Model classification for routing. Today routing is static (chat → claude-opus). A smarter version would classify each query and route cheap queries to Sonnet, complex ones to Opus. We decline this at MVP for the same reasons we declined adaptive RAG: the agent should adapt its own effort, not an external router. If users report consistent over-use of Opus for trivial queries, we revisit.
Caching SKILL.md across workspaces. Every workspace has its own SKILL.md but they share a common template. A future optimization: structure the system block as [common template] + [workspace-specific delta] with the cache_control on the common part, so a user with many workspaces gets cache hits across workspaces in the same 5-minute window. Non-trivial because current Anthropic caching is per-API-key request prefix; worth revisiting if caching semantics change.

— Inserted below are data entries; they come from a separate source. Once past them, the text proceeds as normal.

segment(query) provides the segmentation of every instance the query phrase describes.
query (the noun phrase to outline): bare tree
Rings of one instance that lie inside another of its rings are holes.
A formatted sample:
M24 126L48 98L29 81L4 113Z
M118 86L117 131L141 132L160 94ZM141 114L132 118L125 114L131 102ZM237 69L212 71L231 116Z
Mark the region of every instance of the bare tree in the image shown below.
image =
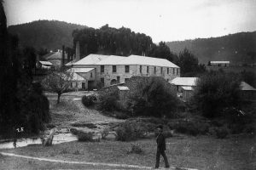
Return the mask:
M73 76L73 72L60 70L53 71L44 79L43 86L45 89L58 94L57 104L60 103L61 95L71 90Z

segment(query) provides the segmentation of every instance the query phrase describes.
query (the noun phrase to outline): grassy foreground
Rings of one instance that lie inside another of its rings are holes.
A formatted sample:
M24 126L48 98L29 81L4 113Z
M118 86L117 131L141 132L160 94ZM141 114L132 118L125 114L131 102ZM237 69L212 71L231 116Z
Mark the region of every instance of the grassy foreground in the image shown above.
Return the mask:
M139 144L143 153L128 154L131 144ZM231 137L217 139L211 137L170 138L166 140L166 154L173 167L198 169L256 169L255 139ZM61 159L75 162L92 162L131 164L154 167L155 141L143 139L136 142L102 140L98 143L70 142L51 147L31 145L24 148L2 150L9 153ZM161 162L160 166L164 166ZM102 169L111 167L93 167L74 164L60 164L0 156L0 167L3 169ZM113 168L113 167L112 167Z

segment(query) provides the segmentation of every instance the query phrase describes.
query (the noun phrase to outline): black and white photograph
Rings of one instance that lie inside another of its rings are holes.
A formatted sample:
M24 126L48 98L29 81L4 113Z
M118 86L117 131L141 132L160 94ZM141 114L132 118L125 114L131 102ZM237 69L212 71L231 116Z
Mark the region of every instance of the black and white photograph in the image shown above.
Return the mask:
M256 0L0 0L0 170L256 169Z

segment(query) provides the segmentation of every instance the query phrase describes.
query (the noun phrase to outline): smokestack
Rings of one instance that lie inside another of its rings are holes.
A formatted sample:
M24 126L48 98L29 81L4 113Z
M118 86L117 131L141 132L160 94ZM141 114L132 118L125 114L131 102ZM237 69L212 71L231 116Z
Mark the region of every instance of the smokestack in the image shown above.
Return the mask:
M61 65L63 66L65 65L65 46L62 45L62 58L61 58Z
M80 43L78 41L76 43L76 61L80 60Z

Streaming tool-use parsing. The cleanest chat UX streams tool calls as they are generated. The Anthropic SDK supports this via the streaming API, but our wrapper has to parse partial tool_use blocks correctly. Not a blocker — we buffer to the end of each block if the SDK returns incomplete deltas, at the cost of slightly less interactive feel.
Multi-agent orchestration run by alexandria. Mode 2 and 3 could support spawning subagents inside alexandria (using the same AnthropicProvider as the lead) for cross-workspace synthesis or heavy research tasks. Architecture is ready for it (re-entrant MCP server, external memory via wiki_log_entries). Not MVP.
On-device fine-tuning. Karpathy's original tweet mentions "synthetic data generation + finetuning to have your LLM know the data in its weights." Explicitly deferred. The pattern needs years more research before it's a stable personal-tool feature.